On January 28, the Roman Catholic Church annually observes the Feast of Saint Thomas Aquinas. This year, that festival celebrated the 800th anniversary of his birth.

I use that admittedly awkward phrasing because no one knows his actual birthday. From existing records, we can tell he was born either in late 1224 or early 1225. However, 13th-century Italian officials in the city of Aquino weren’t terribly fastidious about the exact dates children were born to minor noblemen. Nonetheless, the providential timing of his birth helped Aquinas become one of the most important theologians in the Christian Church and one of humanity’s most influential philosophers.

Aquinas lived and worked at a hinge point in Western culture. Europe was on the cusp of the Renaissance. Just 25 years before Aquinas’ birth, the University of Paris received its royal charter. Paris was the first university in the sense that we now use that term: an institution that teaches a variety of disciplines to both undergraduate and graduate students. And with the rise of educational institutions not run by the Roman Catholic Church, the relationship between Christian faith and human reason was undergoing its first major reevaluation in nearly a millennia. Aquinas would play a key role in that project.

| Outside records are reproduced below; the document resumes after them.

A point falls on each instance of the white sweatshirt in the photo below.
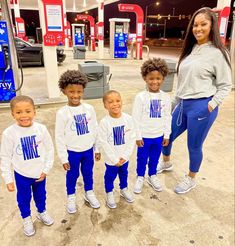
(29, 149)
(75, 129)
(152, 115)
(204, 73)
(117, 138)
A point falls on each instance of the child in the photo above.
(75, 135)
(116, 136)
(27, 145)
(152, 120)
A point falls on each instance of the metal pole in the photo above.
(232, 49)
(164, 33)
(145, 25)
(6, 10)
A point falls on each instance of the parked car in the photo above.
(30, 54)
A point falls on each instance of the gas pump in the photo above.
(79, 50)
(119, 29)
(68, 27)
(20, 28)
(78, 34)
(7, 85)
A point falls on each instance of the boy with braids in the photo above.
(152, 119)
(75, 135)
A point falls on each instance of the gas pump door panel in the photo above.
(120, 45)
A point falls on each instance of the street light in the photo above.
(146, 16)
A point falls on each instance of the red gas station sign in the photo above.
(139, 25)
(92, 28)
(223, 21)
(54, 22)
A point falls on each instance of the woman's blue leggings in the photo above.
(193, 115)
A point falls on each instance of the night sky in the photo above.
(174, 26)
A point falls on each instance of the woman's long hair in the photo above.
(214, 36)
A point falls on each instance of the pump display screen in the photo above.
(120, 45)
(79, 37)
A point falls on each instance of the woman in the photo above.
(204, 79)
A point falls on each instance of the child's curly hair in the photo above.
(74, 77)
(155, 64)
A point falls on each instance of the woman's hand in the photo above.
(140, 143)
(210, 109)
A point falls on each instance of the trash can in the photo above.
(169, 79)
(79, 52)
(97, 74)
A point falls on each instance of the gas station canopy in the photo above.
(71, 5)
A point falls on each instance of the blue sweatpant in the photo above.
(25, 187)
(149, 154)
(111, 174)
(85, 159)
(192, 115)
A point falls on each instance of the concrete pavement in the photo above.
(205, 216)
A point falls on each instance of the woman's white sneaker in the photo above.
(28, 226)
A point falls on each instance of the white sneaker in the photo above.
(45, 218)
(110, 200)
(71, 204)
(164, 166)
(185, 185)
(138, 185)
(91, 199)
(154, 182)
(127, 195)
(28, 226)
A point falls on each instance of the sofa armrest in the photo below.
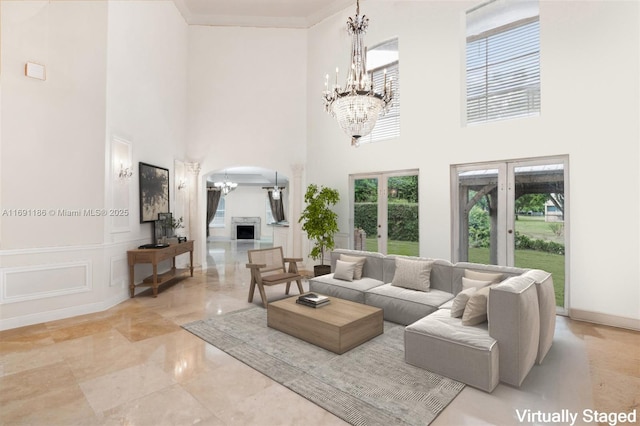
(514, 321)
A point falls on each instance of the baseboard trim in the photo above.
(605, 319)
(58, 314)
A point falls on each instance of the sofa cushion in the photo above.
(412, 274)
(468, 282)
(547, 308)
(349, 290)
(492, 277)
(404, 306)
(344, 270)
(460, 301)
(476, 310)
(441, 344)
(358, 260)
(372, 267)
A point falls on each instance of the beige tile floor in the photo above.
(134, 365)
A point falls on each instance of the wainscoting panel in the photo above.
(119, 272)
(24, 283)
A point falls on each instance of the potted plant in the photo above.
(320, 223)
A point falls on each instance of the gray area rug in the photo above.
(369, 385)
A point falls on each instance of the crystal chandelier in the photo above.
(225, 186)
(357, 105)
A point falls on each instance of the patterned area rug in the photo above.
(369, 385)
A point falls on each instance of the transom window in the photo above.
(383, 57)
(503, 61)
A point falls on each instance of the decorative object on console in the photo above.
(357, 105)
(162, 228)
(226, 185)
(320, 223)
(125, 173)
(276, 191)
(154, 192)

As a monk in the recently formed Dominican order, Aquinas spent most of his ministry as a teacher, including at the University of Paris. A great deal of his work, in the classroom and his writings, intended to show the Church and the world that the truths of human reason, those demonstrable by the observations of the senses and the exercise of logic, are compatible with the truths of revelation, those that have been divinely disclosed by God to his human creation.

Today, Aquinas is also recognized as the culminating figure of Scholasticism. The primary aim of the late-medieval Scholastics, who were both philosophers and theologians, was to correlate Christian doctrine with human reason. The Scholastics wanted to show the reasonableness of God’s teachings. They also wanted to explain why those doctrines were important to the daily life of every Christian regardless of occupation or level of education. The Scholastics recognized Christian religion and contemporary science aren’t enemies. Rather, they saw them as complementary ways of learning about God and his world.

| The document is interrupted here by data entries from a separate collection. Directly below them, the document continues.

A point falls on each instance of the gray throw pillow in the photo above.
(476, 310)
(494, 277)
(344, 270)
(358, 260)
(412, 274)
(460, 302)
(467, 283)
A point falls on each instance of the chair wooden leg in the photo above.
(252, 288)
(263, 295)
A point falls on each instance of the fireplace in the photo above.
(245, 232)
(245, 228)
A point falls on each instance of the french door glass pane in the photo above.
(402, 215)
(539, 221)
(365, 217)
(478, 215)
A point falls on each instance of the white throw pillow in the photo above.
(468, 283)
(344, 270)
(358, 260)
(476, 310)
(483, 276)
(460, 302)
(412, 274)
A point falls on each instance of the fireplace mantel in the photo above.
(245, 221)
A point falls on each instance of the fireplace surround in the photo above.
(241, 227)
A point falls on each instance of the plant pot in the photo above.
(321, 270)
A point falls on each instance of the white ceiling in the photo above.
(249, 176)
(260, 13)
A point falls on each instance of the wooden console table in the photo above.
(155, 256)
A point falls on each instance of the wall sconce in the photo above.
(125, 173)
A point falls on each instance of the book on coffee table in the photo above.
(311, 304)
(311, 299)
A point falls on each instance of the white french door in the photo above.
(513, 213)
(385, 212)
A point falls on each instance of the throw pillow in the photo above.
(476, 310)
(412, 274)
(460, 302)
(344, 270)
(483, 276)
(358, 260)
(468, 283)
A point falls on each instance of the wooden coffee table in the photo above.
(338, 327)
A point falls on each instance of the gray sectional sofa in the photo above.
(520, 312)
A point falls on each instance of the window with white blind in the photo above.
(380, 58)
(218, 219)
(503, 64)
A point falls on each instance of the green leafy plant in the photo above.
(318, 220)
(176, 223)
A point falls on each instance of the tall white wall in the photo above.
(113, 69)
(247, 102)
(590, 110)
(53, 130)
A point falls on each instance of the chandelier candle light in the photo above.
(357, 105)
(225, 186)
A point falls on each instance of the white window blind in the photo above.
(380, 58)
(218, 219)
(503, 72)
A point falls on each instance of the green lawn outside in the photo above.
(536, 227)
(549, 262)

And yet, from the Renaissance through the Enlightenment and the Modern era, powerful forces have been trying to separate religious faith from human reason. Those forces are now waning and their centuries-old project is in peril. Most notably, the farther back in time scientists are able to see, the more their observations begin to sound like Aquinas’ articulations of his arguments for the existence and nature of God.

In his 1978 book God and the Astronomers, Robert Jastrow, founder of NASA’s Goddard Institute and an atheist, explained:

For the scientist who has lived by his faith in the power of reason, the story ends like a bad dream. He has scaled the mountains of ignorance; he is about to conquer the highest peak; as he pulls himself over the final rock, he is greeted by a band of theologians who have been sitting there for centuries.

Aquinas, I suspect, has a seat on the front row. Christians from all traditions, along with those who share his concerns if not our faith, can continue to learn from his work and celebrate his life – even if we’re not quite sure about his birthday.